A Pepsi ad exhorts: ‘Think, Participate, Dream, Express who you are.’
A song in the background tells audiences to “express who you are” and “speak from your heart,” because “tomorrow is waiting for you.”
Local brands have followed a similar tack. A restaurateur renamed his cafe “January 25 Cafe,” after the starting date of the uprising. In the middle-class Cairo suburb of Agouza, a billboard for Mink brand hair gel shows a young man with a spiky hairdo. The background of the billboard is an Egyptian flag next to slogan that reads “I am Egyptian.”
This “politics lite” approach to advertising has helped to lift ad spending in Egypt for some consumer products. Ad spending in Egypt actually increased to about $329 million in May from $310 million in February, according to data from Ipsos, a global advertising and marketing research firm.
The revolution was hard on high-end products and large investments. Expenditures on household appliances and real estate between February and May of this year were down 46% and 44%, respectively, from a year earlier.

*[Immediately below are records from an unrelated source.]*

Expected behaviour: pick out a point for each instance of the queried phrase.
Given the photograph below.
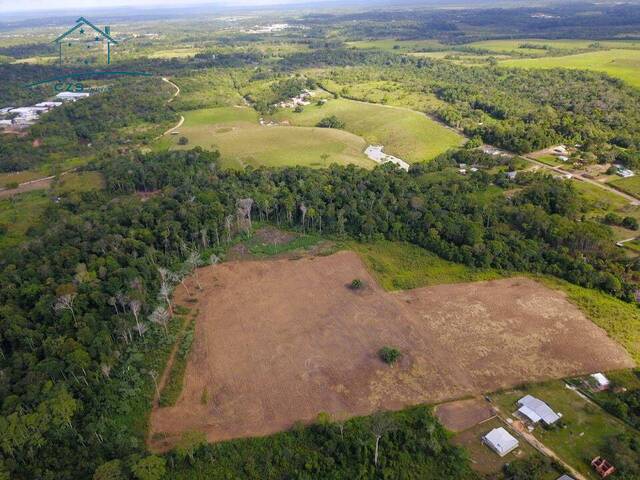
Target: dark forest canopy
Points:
(75, 382)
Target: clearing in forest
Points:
(409, 135)
(242, 141)
(280, 341)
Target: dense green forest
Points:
(115, 119)
(77, 348)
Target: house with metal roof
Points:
(500, 441)
(535, 410)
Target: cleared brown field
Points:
(282, 340)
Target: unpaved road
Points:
(279, 341)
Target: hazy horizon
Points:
(45, 5)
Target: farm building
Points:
(560, 149)
(48, 105)
(602, 382)
(500, 441)
(602, 467)
(535, 410)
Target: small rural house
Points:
(535, 410)
(500, 441)
(602, 467)
(601, 382)
(560, 149)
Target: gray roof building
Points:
(539, 410)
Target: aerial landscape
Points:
(320, 240)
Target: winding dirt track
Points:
(282, 340)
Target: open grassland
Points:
(587, 425)
(628, 185)
(78, 182)
(483, 459)
(180, 52)
(243, 141)
(403, 266)
(398, 265)
(623, 64)
(619, 319)
(409, 135)
(296, 336)
(511, 46)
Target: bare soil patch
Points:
(464, 414)
(274, 236)
(280, 341)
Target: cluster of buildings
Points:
(533, 411)
(623, 172)
(23, 117)
(301, 100)
(562, 153)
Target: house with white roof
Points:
(602, 382)
(535, 410)
(500, 441)
(71, 96)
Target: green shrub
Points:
(389, 355)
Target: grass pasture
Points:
(406, 134)
(484, 460)
(513, 46)
(403, 266)
(243, 141)
(587, 425)
(623, 64)
(628, 185)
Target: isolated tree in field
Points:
(189, 444)
(150, 468)
(381, 423)
(65, 302)
(389, 355)
(160, 316)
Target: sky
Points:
(34, 5)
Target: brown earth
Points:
(463, 414)
(280, 341)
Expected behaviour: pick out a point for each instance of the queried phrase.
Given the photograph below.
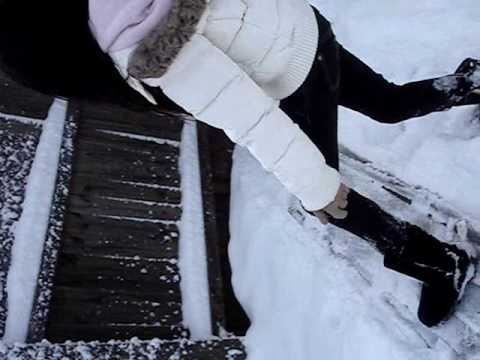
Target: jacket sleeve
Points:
(215, 90)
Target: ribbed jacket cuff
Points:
(305, 49)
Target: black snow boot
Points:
(469, 71)
(445, 269)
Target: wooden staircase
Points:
(117, 275)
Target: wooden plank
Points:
(161, 125)
(123, 208)
(231, 349)
(120, 237)
(114, 138)
(100, 306)
(79, 332)
(94, 187)
(112, 272)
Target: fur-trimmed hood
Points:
(159, 49)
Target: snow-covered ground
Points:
(301, 287)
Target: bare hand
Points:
(337, 208)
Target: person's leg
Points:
(314, 107)
(366, 91)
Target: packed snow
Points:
(192, 246)
(319, 293)
(31, 228)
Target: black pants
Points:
(339, 78)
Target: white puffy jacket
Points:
(228, 63)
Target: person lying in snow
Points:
(270, 73)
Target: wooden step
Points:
(104, 236)
(214, 349)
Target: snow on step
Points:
(19, 137)
(229, 349)
(31, 229)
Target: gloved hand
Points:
(337, 208)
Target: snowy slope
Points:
(409, 41)
(319, 293)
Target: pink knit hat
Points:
(119, 24)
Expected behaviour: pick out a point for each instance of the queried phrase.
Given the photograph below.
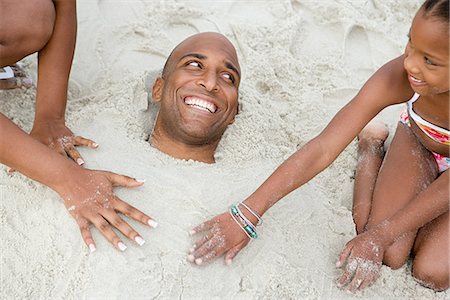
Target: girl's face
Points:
(427, 55)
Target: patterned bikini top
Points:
(436, 133)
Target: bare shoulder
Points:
(389, 84)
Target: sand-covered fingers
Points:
(123, 180)
(117, 222)
(105, 228)
(133, 212)
(234, 251)
(221, 235)
(89, 197)
(86, 233)
(73, 153)
(81, 141)
(208, 250)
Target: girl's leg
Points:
(407, 170)
(431, 262)
(370, 156)
(26, 28)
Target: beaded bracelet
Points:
(252, 212)
(245, 224)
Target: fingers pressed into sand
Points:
(107, 231)
(122, 180)
(81, 141)
(209, 256)
(231, 254)
(86, 234)
(113, 218)
(345, 278)
(73, 153)
(203, 227)
(357, 280)
(133, 212)
(344, 255)
(369, 280)
(213, 243)
(199, 243)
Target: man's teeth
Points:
(416, 80)
(201, 104)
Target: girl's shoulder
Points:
(392, 80)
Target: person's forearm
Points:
(54, 64)
(21, 152)
(293, 173)
(427, 206)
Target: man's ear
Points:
(238, 109)
(157, 89)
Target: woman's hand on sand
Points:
(221, 236)
(57, 136)
(90, 200)
(362, 258)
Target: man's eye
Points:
(428, 61)
(194, 64)
(228, 76)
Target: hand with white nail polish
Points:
(87, 194)
(56, 135)
(92, 201)
(221, 236)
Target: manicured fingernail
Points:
(139, 240)
(152, 223)
(27, 82)
(122, 246)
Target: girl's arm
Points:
(87, 194)
(54, 64)
(387, 86)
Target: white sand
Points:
(301, 60)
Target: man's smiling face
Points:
(198, 91)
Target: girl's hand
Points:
(90, 200)
(57, 136)
(222, 235)
(363, 257)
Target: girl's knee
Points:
(431, 273)
(43, 20)
(394, 261)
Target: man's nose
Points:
(209, 81)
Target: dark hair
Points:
(436, 8)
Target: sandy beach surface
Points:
(301, 62)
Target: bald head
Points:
(198, 96)
(200, 39)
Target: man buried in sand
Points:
(198, 97)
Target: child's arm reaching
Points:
(87, 194)
(384, 88)
(54, 64)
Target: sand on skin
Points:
(301, 60)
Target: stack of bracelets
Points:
(243, 222)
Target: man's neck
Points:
(202, 153)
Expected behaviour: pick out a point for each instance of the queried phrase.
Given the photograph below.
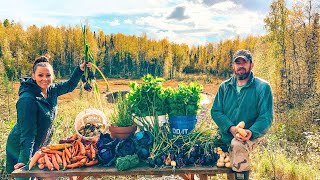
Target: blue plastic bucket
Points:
(182, 124)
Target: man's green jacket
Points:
(253, 105)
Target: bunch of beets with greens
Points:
(184, 101)
(89, 77)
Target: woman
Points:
(36, 110)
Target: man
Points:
(247, 98)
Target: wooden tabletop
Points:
(112, 171)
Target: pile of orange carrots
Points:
(65, 156)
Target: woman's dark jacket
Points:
(35, 115)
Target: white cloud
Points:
(128, 21)
(114, 22)
(225, 19)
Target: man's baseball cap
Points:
(245, 54)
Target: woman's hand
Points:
(18, 166)
(83, 64)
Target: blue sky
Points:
(192, 22)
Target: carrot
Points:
(41, 166)
(87, 147)
(34, 159)
(64, 161)
(77, 164)
(82, 148)
(75, 152)
(68, 154)
(51, 151)
(48, 162)
(59, 146)
(89, 154)
(74, 165)
(55, 163)
(93, 152)
(77, 158)
(73, 137)
(59, 160)
(91, 163)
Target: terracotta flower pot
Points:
(121, 132)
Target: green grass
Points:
(275, 164)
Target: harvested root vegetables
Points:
(74, 154)
(241, 132)
(224, 160)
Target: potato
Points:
(242, 132)
(241, 124)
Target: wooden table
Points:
(98, 171)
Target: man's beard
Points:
(244, 75)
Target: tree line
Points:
(287, 56)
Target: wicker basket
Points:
(94, 117)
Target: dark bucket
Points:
(182, 124)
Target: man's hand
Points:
(83, 64)
(233, 131)
(246, 138)
(18, 165)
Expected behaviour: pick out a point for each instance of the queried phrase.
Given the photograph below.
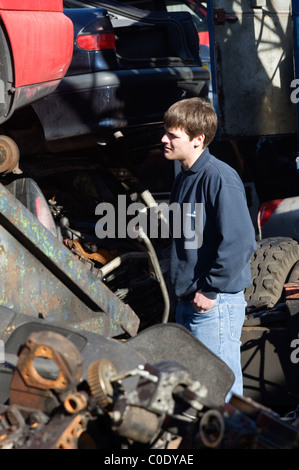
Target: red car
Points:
(36, 47)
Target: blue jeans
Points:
(220, 330)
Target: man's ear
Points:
(199, 140)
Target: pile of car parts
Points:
(66, 394)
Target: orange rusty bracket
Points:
(32, 386)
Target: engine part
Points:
(30, 387)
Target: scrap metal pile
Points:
(107, 395)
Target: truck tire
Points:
(271, 266)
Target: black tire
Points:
(271, 265)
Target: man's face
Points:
(177, 145)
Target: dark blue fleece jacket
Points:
(212, 199)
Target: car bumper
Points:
(88, 103)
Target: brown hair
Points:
(195, 116)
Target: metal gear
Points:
(99, 379)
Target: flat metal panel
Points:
(252, 66)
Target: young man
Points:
(208, 277)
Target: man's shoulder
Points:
(223, 171)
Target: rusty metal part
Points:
(100, 374)
(139, 424)
(211, 430)
(30, 388)
(69, 437)
(76, 402)
(102, 256)
(9, 155)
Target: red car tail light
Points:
(266, 210)
(96, 42)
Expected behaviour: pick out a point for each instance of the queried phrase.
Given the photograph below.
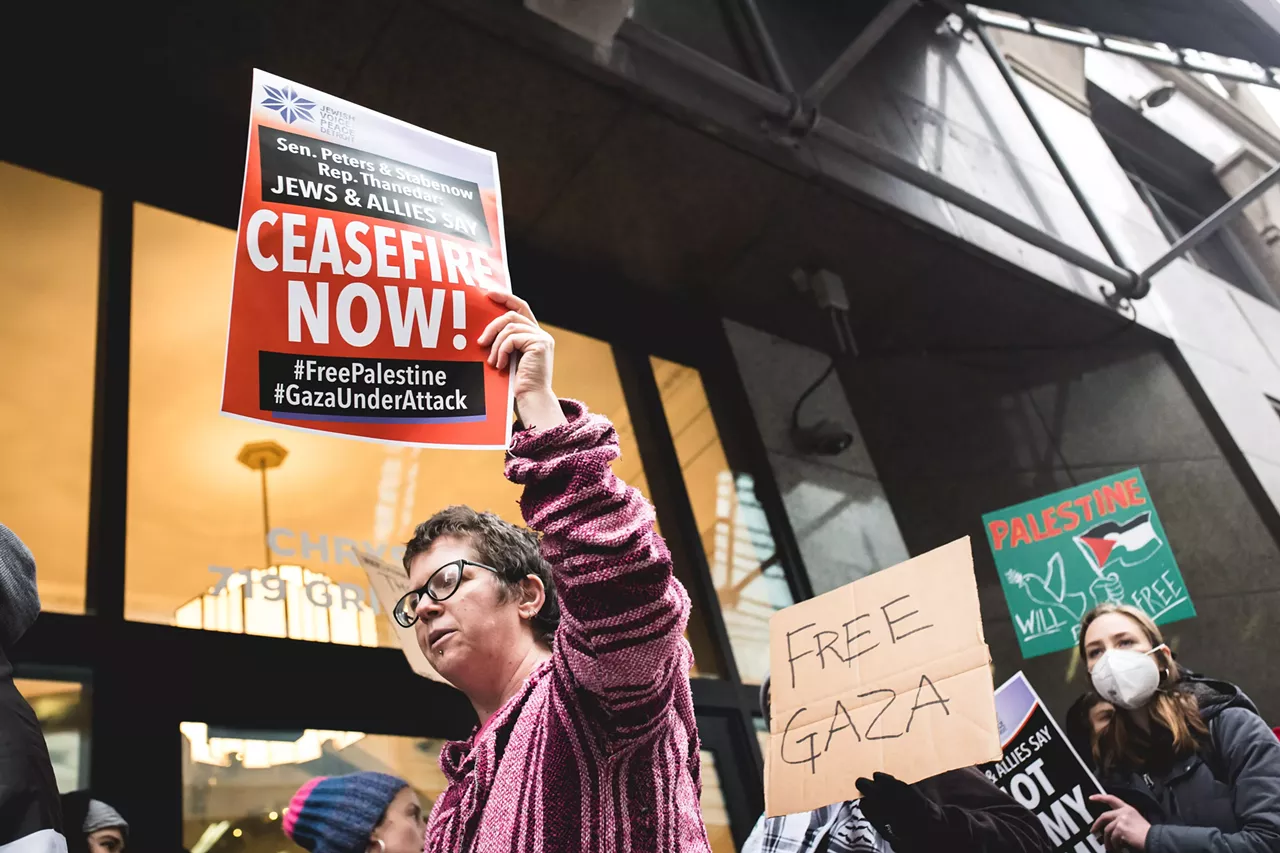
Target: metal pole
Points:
(856, 50)
(1206, 229)
(266, 521)
(771, 53)
(1098, 41)
(1080, 199)
(776, 105)
(913, 174)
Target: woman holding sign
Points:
(570, 648)
(1189, 763)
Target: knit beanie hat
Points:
(19, 605)
(103, 816)
(338, 813)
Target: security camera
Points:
(824, 438)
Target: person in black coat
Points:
(1188, 763)
(28, 793)
(959, 811)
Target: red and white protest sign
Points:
(364, 254)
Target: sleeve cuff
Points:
(528, 442)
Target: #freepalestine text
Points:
(1063, 817)
(311, 245)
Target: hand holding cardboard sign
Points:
(899, 812)
(516, 334)
(1123, 826)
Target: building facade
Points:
(714, 206)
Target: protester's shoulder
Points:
(1215, 696)
(1238, 726)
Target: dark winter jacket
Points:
(976, 817)
(30, 813)
(1224, 798)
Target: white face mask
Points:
(1125, 678)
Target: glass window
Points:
(736, 538)
(714, 812)
(49, 236)
(236, 784)
(64, 712)
(219, 544)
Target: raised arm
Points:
(622, 611)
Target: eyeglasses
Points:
(443, 583)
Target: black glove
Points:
(906, 819)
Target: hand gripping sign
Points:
(365, 247)
(890, 673)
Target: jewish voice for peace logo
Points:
(286, 101)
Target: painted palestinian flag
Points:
(1129, 543)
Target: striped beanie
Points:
(19, 605)
(338, 813)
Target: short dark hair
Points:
(501, 544)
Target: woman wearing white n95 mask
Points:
(1188, 763)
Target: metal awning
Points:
(1246, 30)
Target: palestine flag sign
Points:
(1042, 771)
(1060, 555)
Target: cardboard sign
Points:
(389, 584)
(890, 673)
(1042, 771)
(1057, 556)
(364, 250)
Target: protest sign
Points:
(389, 583)
(364, 252)
(890, 673)
(1061, 555)
(1042, 771)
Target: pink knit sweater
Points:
(598, 752)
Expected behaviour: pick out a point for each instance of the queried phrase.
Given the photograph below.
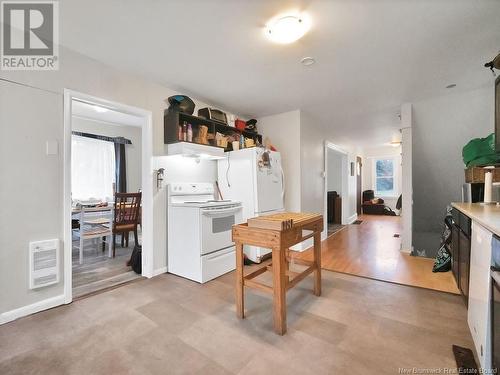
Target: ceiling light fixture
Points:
(287, 29)
(307, 61)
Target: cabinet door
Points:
(463, 265)
(455, 233)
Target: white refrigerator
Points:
(253, 176)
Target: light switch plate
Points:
(52, 148)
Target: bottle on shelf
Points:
(189, 133)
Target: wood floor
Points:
(98, 271)
(170, 325)
(371, 250)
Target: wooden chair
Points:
(126, 217)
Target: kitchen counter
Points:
(486, 215)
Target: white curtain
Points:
(92, 168)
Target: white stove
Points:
(200, 246)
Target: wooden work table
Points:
(279, 241)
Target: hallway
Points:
(371, 250)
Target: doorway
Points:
(336, 189)
(107, 151)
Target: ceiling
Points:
(371, 55)
(89, 111)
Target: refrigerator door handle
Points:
(282, 185)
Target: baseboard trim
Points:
(45, 304)
(159, 271)
(352, 219)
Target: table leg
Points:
(240, 298)
(279, 290)
(317, 263)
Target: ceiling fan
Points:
(495, 63)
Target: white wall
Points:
(30, 188)
(78, 73)
(334, 172)
(441, 127)
(133, 152)
(369, 157)
(283, 130)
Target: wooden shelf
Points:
(172, 120)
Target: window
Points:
(384, 177)
(92, 168)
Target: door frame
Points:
(147, 182)
(345, 185)
(359, 185)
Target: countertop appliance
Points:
(255, 177)
(474, 192)
(200, 246)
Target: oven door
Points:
(216, 226)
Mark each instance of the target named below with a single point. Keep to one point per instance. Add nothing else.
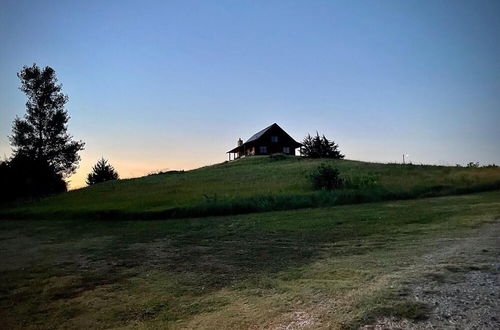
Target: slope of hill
(323, 268)
(255, 184)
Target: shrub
(473, 165)
(102, 171)
(361, 181)
(320, 147)
(326, 177)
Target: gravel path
(461, 283)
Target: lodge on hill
(272, 139)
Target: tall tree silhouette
(102, 171)
(320, 147)
(41, 134)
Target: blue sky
(157, 85)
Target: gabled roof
(259, 134)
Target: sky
(163, 85)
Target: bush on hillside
(320, 147)
(101, 172)
(326, 177)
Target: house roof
(259, 134)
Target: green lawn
(325, 267)
(256, 183)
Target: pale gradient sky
(157, 85)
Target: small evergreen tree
(102, 171)
(326, 177)
(320, 147)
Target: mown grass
(323, 267)
(254, 184)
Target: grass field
(253, 185)
(334, 267)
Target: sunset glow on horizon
(173, 85)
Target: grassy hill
(255, 184)
(324, 267)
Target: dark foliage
(23, 178)
(42, 135)
(102, 171)
(320, 147)
(326, 177)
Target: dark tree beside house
(320, 147)
(42, 134)
(102, 171)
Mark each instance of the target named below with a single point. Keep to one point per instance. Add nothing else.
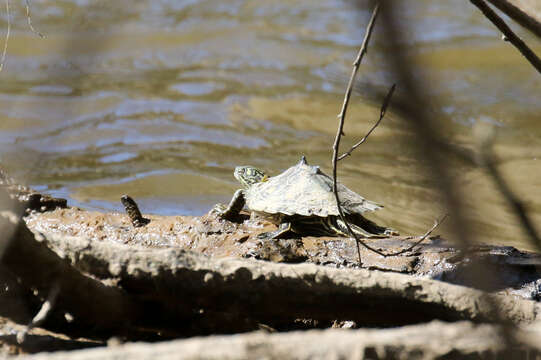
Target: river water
(162, 99)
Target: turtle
(301, 200)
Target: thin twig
(381, 116)
(509, 34)
(29, 19)
(518, 11)
(340, 131)
(422, 238)
(5, 51)
(339, 134)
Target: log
(428, 341)
(277, 294)
(82, 298)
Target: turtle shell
(304, 190)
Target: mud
(514, 271)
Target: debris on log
(208, 235)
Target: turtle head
(249, 175)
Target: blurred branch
(4, 52)
(381, 115)
(29, 20)
(521, 13)
(486, 160)
(429, 140)
(339, 133)
(509, 34)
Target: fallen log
(277, 294)
(435, 340)
(514, 270)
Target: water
(162, 99)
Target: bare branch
(42, 313)
(384, 106)
(4, 52)
(29, 19)
(340, 131)
(522, 13)
(509, 34)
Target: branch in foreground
(383, 110)
(276, 294)
(509, 34)
(95, 307)
(340, 132)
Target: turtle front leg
(233, 209)
(283, 230)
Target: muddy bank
(184, 276)
(514, 271)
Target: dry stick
(520, 15)
(340, 130)
(429, 143)
(29, 19)
(384, 106)
(509, 34)
(339, 134)
(4, 52)
(487, 161)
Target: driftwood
(436, 340)
(434, 258)
(178, 293)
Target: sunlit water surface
(162, 99)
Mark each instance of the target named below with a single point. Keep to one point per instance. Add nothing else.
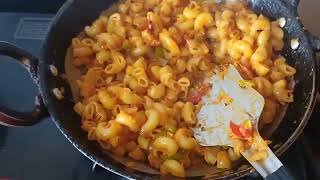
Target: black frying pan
(75, 14)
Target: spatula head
(228, 100)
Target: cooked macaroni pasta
(144, 65)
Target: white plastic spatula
(243, 103)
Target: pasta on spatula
(229, 117)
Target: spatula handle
(281, 174)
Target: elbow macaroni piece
(203, 20)
(153, 120)
(168, 43)
(166, 145)
(127, 120)
(173, 167)
(184, 138)
(188, 114)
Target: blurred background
(41, 151)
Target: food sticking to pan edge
(143, 70)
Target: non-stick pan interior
(75, 15)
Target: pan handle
(9, 117)
(315, 42)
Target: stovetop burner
(41, 151)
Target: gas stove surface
(41, 151)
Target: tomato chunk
(194, 97)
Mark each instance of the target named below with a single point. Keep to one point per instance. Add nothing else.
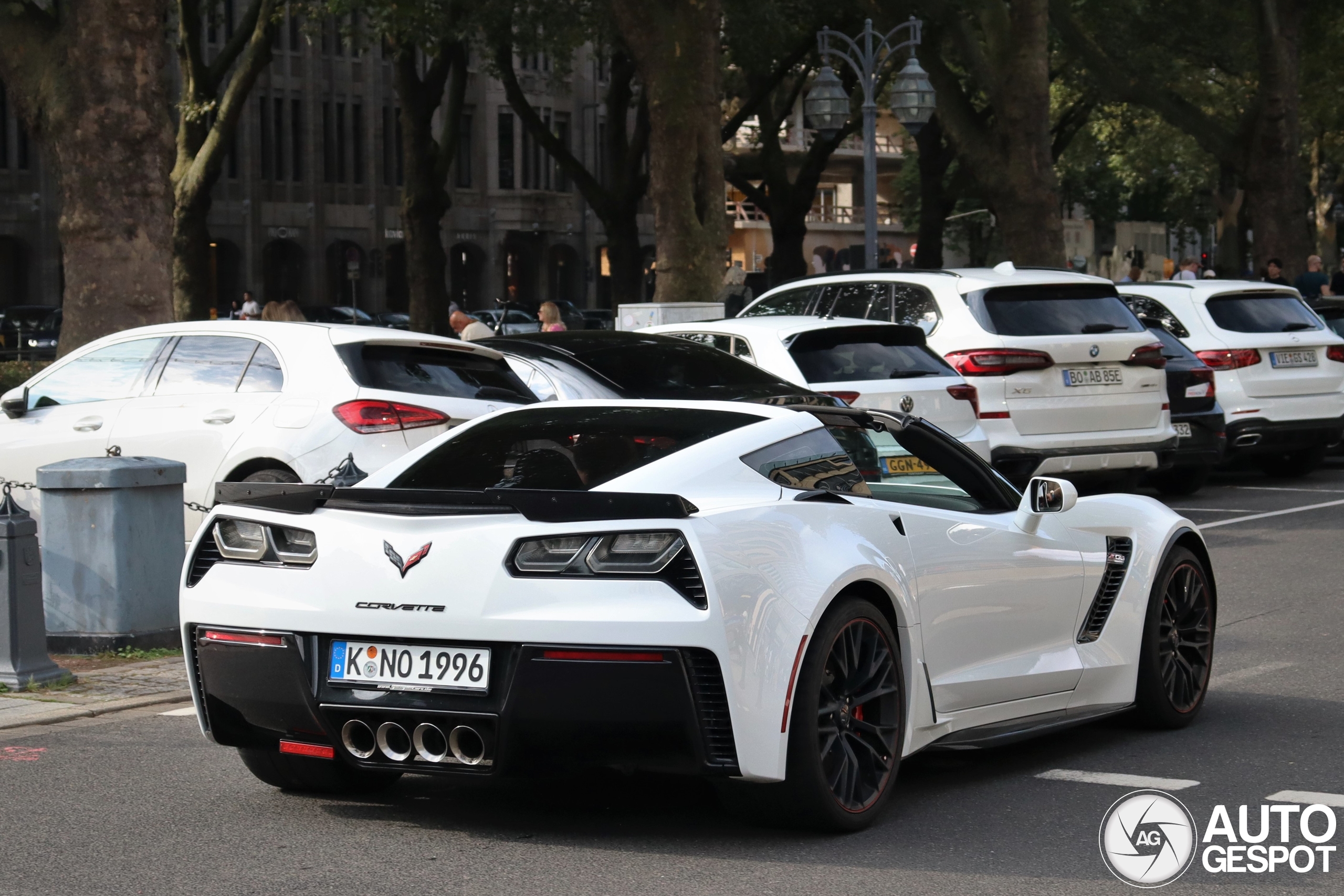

But in the category of “fast-moving consumer goods,” Egyptian advertising has increased in 2011, despite the country’s deepening economic troubles. Advertising of soft drinks and snacks and appetizers surged 30% over the same period, according to Ipsos.
“We were obviously quite concerned with the possible implications on our field, given that when times are tough, marketing and advertising, generally speaking, is the first thing to kind of go,” said Karim Khouri, the managing director of Impact/BBDO, a global advertising firm.
Mr. Khouri has a print of the Snicker’s billboard hanging in his office. The campaign is a “perfect fit,” he said, for Snicker’s current world-wide promotional slogan: “Don’t stop!”
“We’ve seen case study after case study that shows that when times are tough or in recessionary periods, the best strategy is actually to invest more in communication and marketing activity,” he said.